- Amurthur Location in Karnataka, India Amurthur Amurthur (India)
- Coordinates: 12°55′N 76°56′E﻿ / ﻿12.92°N 76.93°E
- Country: India
- State: Karnataka
- District: Tumkur district

Government
- • Body: Panchayath
- Elevation: 670 m (2,200 ft)

Population (2011)
- • Total: 11,201

Languages
- • Official: Kannada
- Time zone: UTC+5:30 (IST)
- PIN: 572 111
- Telephone code: 08132

= Amruthur =

Amruthur is a town (hobli) in Kunigal taluk, Tumkur district, Karnataka, India. It is situated in a valley created by the rivers Shimsha, Veera-vaishnavi and Nagini. It is irrigated by the Markonhalli and Mangala reservoirs and a series of tanks. Amruthur is surrounded by paddy fields and areca-nut gardens. To the south of the village are two lakes that also serve as a source of irrigation.

Amruthur is at a distance of 73 km from the state capital, Bangalore. Its climate is similar to that of Bangalore. It is well connected through the National Highway NH-48 (Bangalore - Mangalore highway). There are many ancient temples in Amruthur, like the Sri Rameshwara temple, Sri Channakeshava temple, Sri Anjaneya temple, Sri Srinivasa temple, Sri Kanyaka Parameswari and the temple of the village deity, Pattaladamma Hosapalya.

==Freedom struggle==
Amruthur was involved in India's freedom struggle from the British empire. Even before Mysore State Congress was formed, delegates from Amruthur attended the 1924 Belgaum Session of the Indian National Congress where Mahatma Gandhi was also present. Many people from Amruthur had participated in the 1942 Quit India Movement and had been arrested by the British government. Shri Obedulla Khan Shirani, Shri. Ramurti Inoor, Shri. Ramanna Gowda and Shri. Gulli Gowda, had a key role in developing the village.

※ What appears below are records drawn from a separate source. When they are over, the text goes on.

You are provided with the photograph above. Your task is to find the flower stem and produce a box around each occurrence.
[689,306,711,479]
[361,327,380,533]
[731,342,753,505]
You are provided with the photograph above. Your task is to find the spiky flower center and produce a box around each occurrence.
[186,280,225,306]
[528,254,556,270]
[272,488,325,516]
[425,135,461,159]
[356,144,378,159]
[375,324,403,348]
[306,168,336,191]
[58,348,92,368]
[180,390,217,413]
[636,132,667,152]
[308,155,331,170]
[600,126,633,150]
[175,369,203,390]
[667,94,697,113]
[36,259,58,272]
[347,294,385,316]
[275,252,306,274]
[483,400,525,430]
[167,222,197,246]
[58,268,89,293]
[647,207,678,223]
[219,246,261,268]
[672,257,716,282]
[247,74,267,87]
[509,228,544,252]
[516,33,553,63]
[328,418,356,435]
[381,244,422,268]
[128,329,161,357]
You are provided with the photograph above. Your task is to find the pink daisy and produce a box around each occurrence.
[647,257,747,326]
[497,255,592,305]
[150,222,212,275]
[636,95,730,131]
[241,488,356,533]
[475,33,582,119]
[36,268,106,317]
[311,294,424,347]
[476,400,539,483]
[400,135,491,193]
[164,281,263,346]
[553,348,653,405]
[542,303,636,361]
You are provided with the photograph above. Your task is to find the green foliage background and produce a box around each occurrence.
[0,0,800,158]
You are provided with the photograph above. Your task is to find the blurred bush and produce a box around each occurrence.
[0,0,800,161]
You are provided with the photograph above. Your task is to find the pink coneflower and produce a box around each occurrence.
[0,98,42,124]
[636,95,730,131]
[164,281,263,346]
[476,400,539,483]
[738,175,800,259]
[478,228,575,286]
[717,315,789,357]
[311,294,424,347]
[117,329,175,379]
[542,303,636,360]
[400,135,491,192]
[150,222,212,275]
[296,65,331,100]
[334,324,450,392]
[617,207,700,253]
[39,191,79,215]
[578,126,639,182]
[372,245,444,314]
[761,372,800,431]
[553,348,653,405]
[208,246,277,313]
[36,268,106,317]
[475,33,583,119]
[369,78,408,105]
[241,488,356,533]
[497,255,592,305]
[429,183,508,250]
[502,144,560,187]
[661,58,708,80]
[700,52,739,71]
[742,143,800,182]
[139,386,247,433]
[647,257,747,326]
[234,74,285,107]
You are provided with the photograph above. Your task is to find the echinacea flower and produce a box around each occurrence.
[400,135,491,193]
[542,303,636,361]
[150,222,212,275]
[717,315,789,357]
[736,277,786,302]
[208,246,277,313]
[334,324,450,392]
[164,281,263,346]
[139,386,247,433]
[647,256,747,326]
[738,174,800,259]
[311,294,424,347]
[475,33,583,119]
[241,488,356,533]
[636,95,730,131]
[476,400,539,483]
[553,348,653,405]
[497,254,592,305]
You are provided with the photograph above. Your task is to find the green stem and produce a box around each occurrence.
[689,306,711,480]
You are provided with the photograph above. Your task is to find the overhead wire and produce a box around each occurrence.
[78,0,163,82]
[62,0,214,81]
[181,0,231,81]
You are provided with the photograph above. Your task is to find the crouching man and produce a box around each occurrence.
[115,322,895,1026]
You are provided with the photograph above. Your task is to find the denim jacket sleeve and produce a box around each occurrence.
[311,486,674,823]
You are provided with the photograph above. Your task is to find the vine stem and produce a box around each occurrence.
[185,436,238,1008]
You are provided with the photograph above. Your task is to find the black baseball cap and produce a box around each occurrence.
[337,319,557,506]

==Cooperative and banking movement==
In 1911, Sri Rama Mandiram Cooperative Society was started. This provided banking and credit facilities to the people of Amruthur. It is managed by an elected body. In the 1960s, the Ryots Cooperative Society and the Housing Cooperative Society were formed to help the farmer community of the area. Also, in the 1960s, Canara Bank opened a branch in Amruthur. In the 1970s, as a part of the White Revolution, the Milk Producers Cooperative Society was started. Many local farmers took up to dairy as a profession.

==Healthcare facilities==
A hospital was established in Amruthur in 1930. The hospital was upgraded in accordance with the plan of the Government of India in the 1960s and more staff was posted. Private wards were added with the donations of philanthropists of Amruthur. In the 1960s a veterinary hospital was established.

==Electricity and drinking water supply==
Amruthur received the benefits of water supply and electricity from the 1950s. A Section Office for the Karnataka Electricity Board is also present in Amruthur. With the aid of the World Bank, it has been further improved.

==Education facilities==
Amruthur had educational facilities since the 1920s. There were separate schools for girls and boys up to Lower Secondary levels (this translates to 7th standard or 7th grade). A private high school (Nehru High School) was started in the 1950s. The Government Junior College was started in the 1970s offering PUC (Pre-University College) courses in science, arts and commerce. Educational institutions from kindergarten up to 10th standard were started in 1982 under the auspices of the Amruthur Education Institution. In 2008, this was expanded to include a junior college offering Commerce and Arts courses.

==Other facilities==
A Post office was established in the 1930s. This was converted to a sub-office in 1960 with telegraphy facility. In the 1960s, Amruthur got telephone services with a Public Call Office (PCO) which later became an automatic telephone exchange. Amruthur has STD (national calling) and ISD (international calling) services, and different Telecom operators provide cellphone services. Two gas stations are also present in the village.

==State Highways==
Amruthur is well connected to other parts of Karnataka through the following state highway:
SH-84 : Highway connecting Sira with Nanjangud via Gubbi, Kallur, Yadayur, Amruthur, Mandya, Kirugaval, Hosavatti and T. Narsipura.